Benesse is Latin word play on well-being. While art is central to the hotel’s concept, so is delicious and deeply flavoured food. My art morning ends with breakfast, where I discover a sublime lemon jam. Sweet rather than acidic, the jam is made with lemons from Setouchi region and Benesse House is the only place in the world where you can buy it. Rates for the hotel (with breakfast) start at $300 a night.
On our last morning, we visit the outdoor area of Lee Ufan Museum, a collaboration between Ando and Korean artist Lee Ufan. It features Lee’s massive sculptures dropped into a valley, surrounded by waving reeds and the sea beyond.
At the centre of the valley sits a strip of steel bent into a half-circle, Porte vers l’infini, beckoning the visitor to pass through its portal.
I imagine all the creatures who have made their way onto this land: mollusks, dinosaurs, sailors. The steel portal makes visible what I have felt during this journey – a magnetic pull to explore more of its magic. I want to step through the arc, stay here a while. But my world’s heartbeats pull me back toward the ferry and the return to the mainland.
Be sure to explore the many side streets and alleyways in between art visits in Naoshima.Simona Choise/The Globe and Mail
If you go
The next edition of the Setouchi Triennale is scheduled for 2028, but visiting outside festival years is quieter. Most of the works remain on display year-round, along with permanent exhibitions such as Monet’s Lilies. Annual maintenance closings take place in mid-January. The art site’s central website is comprehensive.
Take time to visit the towns on Naoshima. Cafés and resident-run galleries are around each corner, including Art Island Center, featuring work from local artists as well as workshops, and delicious coffee at tiny café Hifumiyo.

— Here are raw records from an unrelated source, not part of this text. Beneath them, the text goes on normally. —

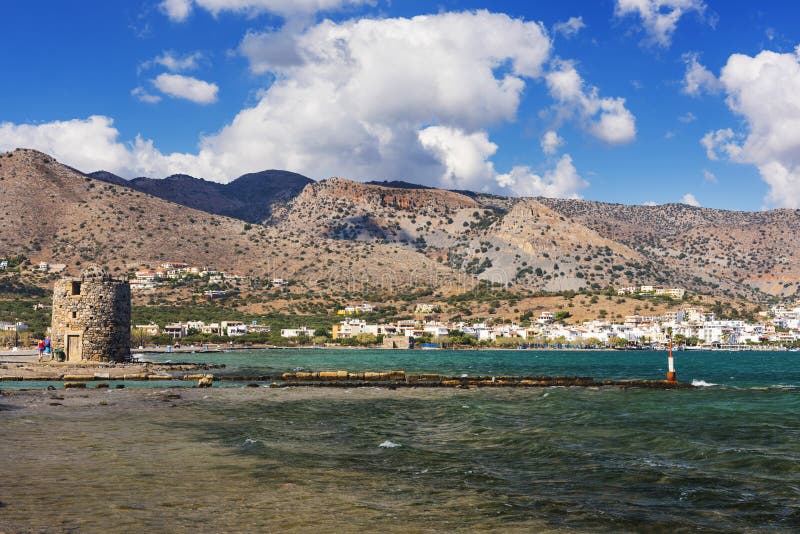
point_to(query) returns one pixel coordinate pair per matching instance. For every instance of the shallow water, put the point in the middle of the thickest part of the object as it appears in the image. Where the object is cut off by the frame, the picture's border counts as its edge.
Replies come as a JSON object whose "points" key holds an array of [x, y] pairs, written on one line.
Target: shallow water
{"points": [[717, 458], [743, 369]]}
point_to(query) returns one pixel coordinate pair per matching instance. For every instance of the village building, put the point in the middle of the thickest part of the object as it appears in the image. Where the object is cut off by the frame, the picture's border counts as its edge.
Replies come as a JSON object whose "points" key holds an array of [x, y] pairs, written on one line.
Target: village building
{"points": [[92, 317]]}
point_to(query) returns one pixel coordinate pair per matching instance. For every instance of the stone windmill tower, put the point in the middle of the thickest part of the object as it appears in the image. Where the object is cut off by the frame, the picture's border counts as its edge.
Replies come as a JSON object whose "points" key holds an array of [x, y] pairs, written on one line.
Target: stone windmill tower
{"points": [[92, 317]]}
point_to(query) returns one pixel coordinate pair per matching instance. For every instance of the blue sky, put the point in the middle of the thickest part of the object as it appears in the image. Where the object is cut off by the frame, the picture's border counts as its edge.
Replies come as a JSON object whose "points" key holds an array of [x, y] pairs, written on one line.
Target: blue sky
{"points": [[368, 90]]}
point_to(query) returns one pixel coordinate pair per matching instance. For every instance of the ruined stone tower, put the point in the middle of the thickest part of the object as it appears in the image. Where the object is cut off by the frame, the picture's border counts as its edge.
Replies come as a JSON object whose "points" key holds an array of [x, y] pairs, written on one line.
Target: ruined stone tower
{"points": [[92, 317]]}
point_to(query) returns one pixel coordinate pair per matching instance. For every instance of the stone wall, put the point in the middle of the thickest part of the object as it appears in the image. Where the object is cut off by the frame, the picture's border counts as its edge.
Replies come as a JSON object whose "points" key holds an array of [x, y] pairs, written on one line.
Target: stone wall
{"points": [[97, 309]]}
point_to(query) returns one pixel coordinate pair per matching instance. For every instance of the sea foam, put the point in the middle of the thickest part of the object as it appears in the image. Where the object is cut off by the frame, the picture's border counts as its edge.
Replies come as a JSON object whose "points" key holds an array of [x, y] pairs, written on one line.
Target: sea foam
{"points": [[702, 383]]}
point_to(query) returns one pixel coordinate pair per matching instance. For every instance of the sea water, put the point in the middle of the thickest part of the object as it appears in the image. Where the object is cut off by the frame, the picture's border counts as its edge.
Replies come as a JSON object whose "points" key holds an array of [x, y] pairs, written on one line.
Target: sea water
{"points": [[722, 457]]}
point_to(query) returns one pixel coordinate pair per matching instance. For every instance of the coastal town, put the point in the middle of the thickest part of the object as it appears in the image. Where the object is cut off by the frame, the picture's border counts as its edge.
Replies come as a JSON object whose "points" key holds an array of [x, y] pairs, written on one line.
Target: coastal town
{"points": [[689, 327]]}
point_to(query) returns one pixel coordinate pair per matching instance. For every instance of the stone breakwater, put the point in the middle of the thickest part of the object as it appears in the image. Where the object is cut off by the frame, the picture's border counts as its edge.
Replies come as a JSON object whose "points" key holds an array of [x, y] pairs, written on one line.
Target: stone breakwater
{"points": [[75, 374]]}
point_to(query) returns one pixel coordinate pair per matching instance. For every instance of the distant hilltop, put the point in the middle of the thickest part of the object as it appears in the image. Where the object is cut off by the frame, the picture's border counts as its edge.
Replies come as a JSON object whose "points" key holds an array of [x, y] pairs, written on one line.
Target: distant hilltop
{"points": [[338, 234]]}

The fastest way to reach Naoshima is by bus from the Okayama bus terminal (leave time for lunch in the mall) to Uno Port, followed by a 20-minute ferry ride on a modern passenger ferry to Naoshima or Teshima. A motorcycle or car can be useful on Naoshima, but public and Benesse shuttles make frequent runs around the entire art circuit. Allow a minimum of two days to see most of the sites, three or four for relaxed exploration. Airbnbs should be booked several months ahead.